Table 1 Genotype and allele frequencies of the functional cartilage intermediate layer protein (CILP) +1184T→C single‐nucleotide polymorphism in the Finnish and Chinese samples.
| Finnish | Chinese | Chinese (extreme set)* | ||||
|---|---|---|---|---|---|---|
| Genotype | Cases | Controls | Cases | Controls | Cases | Controls |
| CC | 82 (0.36) | 73 (0.28) | 4 (0.01) | 4 (0.01) | 3 (0.01) | 4 (0.02) |
| CT | 116 (0.50) | 141 (0.55) | 88 (0.26) | 83 (0.25) | 55 (0.26) | 51 (0.25) |
| TT | 33 (0.14) | 43 (0.17) | 249 (0.73) | 251 (0.74) | 151 (0.72) | 150 (0.73) |
| C | 280 (0.61) | 287 (0.56) | 96 (0.14) | 91 (0.13) | 61 (0.15) | 59 (0.14) |
| T | 182 (0.39) | 227 (0.44) | 586 (0.86) | 585 (0.87) | 357 (0.85) | 351 (0.86) |
| p Value (genotype) | 0.24 | 0.93 | 0.88 | |||
| p Value (allele) | 0.14 | 0.71 | 0.93 | |||
*Sample set established by selecting the bottom 30% of the normalised distribution representing a control group of 70 males and 138 females with a mean (SD) age of 45 (4) years, and the top 30% representing a more severe patient group of 93 males, 119 females with lumbar disc disease with a mean (SD) age of 42 (9) years.
The Chinese cohort
Two SNPs in CILP (rs2073711 and rs1561888) and two in genes flanking CLIP, rs3784447 in RASL12 and rs4776680 in PARP16, were genotyped in this sample set.
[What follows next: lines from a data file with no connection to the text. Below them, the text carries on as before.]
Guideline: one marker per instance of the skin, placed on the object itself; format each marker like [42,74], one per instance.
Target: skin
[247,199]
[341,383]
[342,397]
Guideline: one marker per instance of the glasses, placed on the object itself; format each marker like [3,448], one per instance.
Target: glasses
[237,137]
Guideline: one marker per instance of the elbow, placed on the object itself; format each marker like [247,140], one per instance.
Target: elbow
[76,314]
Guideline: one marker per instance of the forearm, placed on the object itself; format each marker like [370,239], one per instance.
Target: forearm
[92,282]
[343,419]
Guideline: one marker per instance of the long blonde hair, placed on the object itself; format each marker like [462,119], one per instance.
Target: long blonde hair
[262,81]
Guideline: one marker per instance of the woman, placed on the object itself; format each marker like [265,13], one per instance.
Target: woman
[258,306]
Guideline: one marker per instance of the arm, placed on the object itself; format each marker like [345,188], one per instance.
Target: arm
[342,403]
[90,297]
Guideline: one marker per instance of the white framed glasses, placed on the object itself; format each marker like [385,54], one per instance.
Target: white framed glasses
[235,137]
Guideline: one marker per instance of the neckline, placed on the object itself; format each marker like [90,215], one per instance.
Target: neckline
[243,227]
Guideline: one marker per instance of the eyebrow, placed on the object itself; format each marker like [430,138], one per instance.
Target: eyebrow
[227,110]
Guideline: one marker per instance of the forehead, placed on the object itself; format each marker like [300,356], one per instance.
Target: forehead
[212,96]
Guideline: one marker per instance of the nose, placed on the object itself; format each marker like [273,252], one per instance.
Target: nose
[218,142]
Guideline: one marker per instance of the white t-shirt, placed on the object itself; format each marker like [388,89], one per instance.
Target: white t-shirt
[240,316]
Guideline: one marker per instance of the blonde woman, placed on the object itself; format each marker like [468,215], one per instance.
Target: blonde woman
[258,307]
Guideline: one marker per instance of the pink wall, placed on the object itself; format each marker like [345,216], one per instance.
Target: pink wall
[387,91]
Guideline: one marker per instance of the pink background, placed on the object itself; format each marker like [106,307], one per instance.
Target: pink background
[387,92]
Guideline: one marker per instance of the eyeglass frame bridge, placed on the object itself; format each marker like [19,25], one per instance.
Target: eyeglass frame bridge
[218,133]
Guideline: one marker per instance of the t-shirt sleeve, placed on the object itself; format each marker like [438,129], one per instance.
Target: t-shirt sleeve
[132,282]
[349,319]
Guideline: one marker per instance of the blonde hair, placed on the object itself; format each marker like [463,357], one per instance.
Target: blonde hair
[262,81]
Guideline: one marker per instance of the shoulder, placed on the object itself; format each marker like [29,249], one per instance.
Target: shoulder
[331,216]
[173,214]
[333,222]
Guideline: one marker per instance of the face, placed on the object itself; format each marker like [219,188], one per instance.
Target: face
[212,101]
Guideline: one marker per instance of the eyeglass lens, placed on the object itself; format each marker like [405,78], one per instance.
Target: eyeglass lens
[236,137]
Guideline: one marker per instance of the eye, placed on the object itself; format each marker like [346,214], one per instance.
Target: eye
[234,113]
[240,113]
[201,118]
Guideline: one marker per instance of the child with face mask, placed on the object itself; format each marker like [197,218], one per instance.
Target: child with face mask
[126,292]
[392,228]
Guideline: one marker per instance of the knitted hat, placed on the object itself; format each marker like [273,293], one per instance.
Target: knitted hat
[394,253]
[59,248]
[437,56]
All four SNPs were in Hardy–Weinberg equilibrium in both cases and controls. The functional CILP SNP (rs2073771, +1184T→C in exon 8) had an OR of only 1.05 (95% CI 0.77 to 1.43) and a p value of 0.71 (table 1). The frequencies of the corresponding genotypes did not differ between the two groups (table 1). Furthermore, similar results were obtained when more extreme cut‐offs were used for defining cases and controls (table 1), and when the age‐adjusted scores for SNP rs2073711 were treated as a continuous variable in a regression analysis using analysis of variance (F = 0.112, with p = 0.74). We also observed no significant allelic association of another SNP (rs1561888) within CILP or of SNPs flanking CILP (rs3784447 and rs4776680) with LDD (data not shown).
Power calculation
Assuming a prevalence of 0.1–0.35 and an OR of 1.6 (per allele, multiplicative risk model), we consider the power to be reasonable with an estimate of over 80% for both the Chinese and Finnish cohorts, for a significance level of 0.05.
Discussion
Many of the candidate genes identified to be associated with LDD are extracellular matrix components (recently reviewed by Chan et al10). CILP is expressed in all structures of the intervertebral discs, and its expression increases with progression in disc degeneration.3 Thus, the finding by Seki et al3 further highlights the importance of extracellular matrix components in the aetiology of LDD, and the role of extracellular matrix in the structural integrity of the tissue and also in regulating signalling molecules in tissue repair and maintenance. This finding opens new ideas for the search for candidate genes for LDD as well as novel therapeutic treatments that target specific pathways such as TGFβ1 signalling. Its significance however needs validation in other populations.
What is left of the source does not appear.